Now it’s January, and Samantha and Jacob are hoping their father will return by March. Meanwhile, they’re finding different ways to cope with his absence.

Samantha, 15, decided not to tell her teachers about her father’s deployment. A freshman at Jefferson Junior High School, she doesn’t want to be treated differently.

When she misses her father, Samantha immerses herself in dance. She takes jazz, hip hop, ballet and modern dance lessons at the Columbia Performing Arts Center six days a week.

“She’s got some outstanding teachers who help express her emotions through dance,” said her mother, Catherine Guilford. “She stays extremely busy and longs for his phone calls.”

Jacob, 12, has immersed himself in the military world, doing his best to excel and make his father proud.

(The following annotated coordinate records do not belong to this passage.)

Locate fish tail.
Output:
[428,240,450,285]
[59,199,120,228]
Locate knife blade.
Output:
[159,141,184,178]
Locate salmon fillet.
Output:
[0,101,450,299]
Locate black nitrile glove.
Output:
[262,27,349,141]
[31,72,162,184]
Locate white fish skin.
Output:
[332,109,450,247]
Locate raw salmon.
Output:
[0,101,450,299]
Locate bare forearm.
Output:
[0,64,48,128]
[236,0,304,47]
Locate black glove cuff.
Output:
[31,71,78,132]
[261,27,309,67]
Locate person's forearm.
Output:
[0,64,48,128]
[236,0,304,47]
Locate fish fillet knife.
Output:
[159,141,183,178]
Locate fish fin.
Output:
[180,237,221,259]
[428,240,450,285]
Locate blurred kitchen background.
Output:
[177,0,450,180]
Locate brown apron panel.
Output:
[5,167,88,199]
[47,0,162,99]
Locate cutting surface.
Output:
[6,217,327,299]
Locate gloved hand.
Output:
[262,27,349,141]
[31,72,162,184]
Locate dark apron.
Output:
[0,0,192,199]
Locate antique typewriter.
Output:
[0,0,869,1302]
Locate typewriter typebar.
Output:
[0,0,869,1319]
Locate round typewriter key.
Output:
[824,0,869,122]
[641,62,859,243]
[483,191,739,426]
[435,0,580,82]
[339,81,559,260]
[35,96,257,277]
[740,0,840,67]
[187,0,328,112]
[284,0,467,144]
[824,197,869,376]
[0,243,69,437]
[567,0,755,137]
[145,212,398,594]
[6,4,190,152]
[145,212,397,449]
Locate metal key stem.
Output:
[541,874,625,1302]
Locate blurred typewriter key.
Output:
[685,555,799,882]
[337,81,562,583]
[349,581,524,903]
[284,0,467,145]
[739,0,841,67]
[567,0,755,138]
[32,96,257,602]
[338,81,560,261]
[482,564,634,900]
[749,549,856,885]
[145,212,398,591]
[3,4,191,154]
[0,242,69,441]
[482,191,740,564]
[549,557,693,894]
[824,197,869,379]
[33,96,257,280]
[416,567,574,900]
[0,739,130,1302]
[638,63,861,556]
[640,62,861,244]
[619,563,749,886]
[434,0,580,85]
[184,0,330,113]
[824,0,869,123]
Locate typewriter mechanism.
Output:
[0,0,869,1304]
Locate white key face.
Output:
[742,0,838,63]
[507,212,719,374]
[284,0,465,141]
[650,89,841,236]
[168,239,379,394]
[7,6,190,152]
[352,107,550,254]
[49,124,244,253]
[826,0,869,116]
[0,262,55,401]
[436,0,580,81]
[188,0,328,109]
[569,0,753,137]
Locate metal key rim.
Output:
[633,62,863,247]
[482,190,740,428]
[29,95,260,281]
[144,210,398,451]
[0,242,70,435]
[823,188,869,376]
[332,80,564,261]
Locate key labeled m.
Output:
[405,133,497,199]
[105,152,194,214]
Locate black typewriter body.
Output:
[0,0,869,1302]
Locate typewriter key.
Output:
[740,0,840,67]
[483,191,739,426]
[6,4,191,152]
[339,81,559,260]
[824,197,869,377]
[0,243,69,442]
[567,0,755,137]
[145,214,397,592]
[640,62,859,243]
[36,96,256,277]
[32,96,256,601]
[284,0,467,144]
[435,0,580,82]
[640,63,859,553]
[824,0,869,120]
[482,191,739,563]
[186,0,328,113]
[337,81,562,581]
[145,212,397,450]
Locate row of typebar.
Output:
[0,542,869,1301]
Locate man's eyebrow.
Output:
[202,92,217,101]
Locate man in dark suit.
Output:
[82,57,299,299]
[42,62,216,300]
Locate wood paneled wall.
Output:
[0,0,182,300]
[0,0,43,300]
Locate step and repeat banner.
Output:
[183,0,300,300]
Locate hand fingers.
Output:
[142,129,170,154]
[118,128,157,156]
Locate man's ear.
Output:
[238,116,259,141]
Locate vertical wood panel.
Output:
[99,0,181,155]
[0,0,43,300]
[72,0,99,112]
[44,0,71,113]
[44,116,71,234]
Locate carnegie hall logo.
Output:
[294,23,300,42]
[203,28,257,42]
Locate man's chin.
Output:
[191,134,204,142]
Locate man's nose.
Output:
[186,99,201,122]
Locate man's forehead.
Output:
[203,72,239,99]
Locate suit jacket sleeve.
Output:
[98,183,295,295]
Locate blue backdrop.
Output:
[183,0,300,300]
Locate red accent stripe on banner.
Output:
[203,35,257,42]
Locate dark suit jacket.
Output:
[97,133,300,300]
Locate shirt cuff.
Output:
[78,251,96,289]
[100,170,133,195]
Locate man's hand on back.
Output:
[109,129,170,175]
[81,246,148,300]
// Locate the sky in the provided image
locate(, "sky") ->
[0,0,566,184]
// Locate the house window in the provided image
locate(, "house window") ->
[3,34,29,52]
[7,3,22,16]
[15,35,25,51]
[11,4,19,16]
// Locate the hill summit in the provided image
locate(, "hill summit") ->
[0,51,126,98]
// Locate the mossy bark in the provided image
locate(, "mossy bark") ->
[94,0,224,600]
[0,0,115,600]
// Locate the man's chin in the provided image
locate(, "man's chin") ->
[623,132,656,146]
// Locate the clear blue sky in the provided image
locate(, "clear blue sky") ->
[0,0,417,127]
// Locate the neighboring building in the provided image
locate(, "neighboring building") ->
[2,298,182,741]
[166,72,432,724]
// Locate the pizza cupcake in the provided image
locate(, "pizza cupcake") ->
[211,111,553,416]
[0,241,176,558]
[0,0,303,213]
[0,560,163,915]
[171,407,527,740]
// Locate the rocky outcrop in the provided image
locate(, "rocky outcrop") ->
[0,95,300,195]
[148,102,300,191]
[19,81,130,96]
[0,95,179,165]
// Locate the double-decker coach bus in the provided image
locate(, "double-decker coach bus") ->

Jacob is a Navy League Cadet based in Jefferson City and drills one weekend each month as well as one to two weeks during the summer. He received a medal for his shooting skills at boot camp.

But keeping busy isn’t enough. Jacob and Samantha rely on their mother, family and friends, plus phone calls and a webcam that allow them to stay connected with their father.

Additional support is also available through a variety of organizations, including the military’s Family Readiness Group.

“We try to help keep families informed, through the command’s guidance, of information that can be useful,” said Cherie Hunter, a Family Readiness Group leader. “There are speakers who come to speak to families and children to help them better understand.”

The United Service Organizations is another key source of support for military families. A congressionally chartered nonprofit, the agency has 124 centers worldwide, including 71 in the United States. The USO and Family Readiness Groups each sponsor support groups for families separated by deployments.

Catherine Guilford took advantage of free counseling available through Army OneSource. Samantha and Jacob, however, decided not to participate in counseling sessions, preferring instead to call their best friends.

Still, even best friends can do only so much. Samantha and Jacob can’t help but feel that their peers don’t understand what it’s like to constantly worry and to deal with the void left by their father’s absence.

“They don’t know how bad it is,” Samantha said. “How scary it is, every night…”

Catherine and the children avoid watching the news. For them, it’s easier to focus on the pride they take in what Stacy Guilford is doing. Samantha and Jacob feel their father is a hero, and they’re willing to sacrifice.

“I’m glad he’s doing it because every person counts,” Jacob said.

Samantha agreed. “For some people, it doesn’t suit them, but for my dad it does. I’m really proud of him, and I’m glad he’s in the Army.”

The Columbia family of Capt. Norm Cox of the Army National Guard has used many of the same strategies to deal with his deployment to Iraq.

His wife, Maria Cox, said she and her two children, 11-year-old Andrew and 6-year-old Laura Beth, use a webcam to talk regularly with Norm. The webcam even allowed him to watch Andrew’s viola concert and to see Laura Beth proudly present her first lost tooth.

Maria Cox said that on several occasions she has contacted a counselor at her children’s school, Ridgeway Elementary, for support. Her Family Readiness Group has also been instrumental.

“Our FRG is just wonderful,” Maria said. “Every time we’ve had meetings, there’s something for the kids as well.”

Julia Pfaff, a military mom whose father was deployed to Vietnam when she was 5, said military kids aren’t naturally tough.

“Resilient children are made, not born,” Pfaff wrote in an online article. “Many people say, ‘Oh, military children are naturally resilient.’ That’s nonsense. Are they born that way? No, military kids become resilient, and parents and others can help the process.”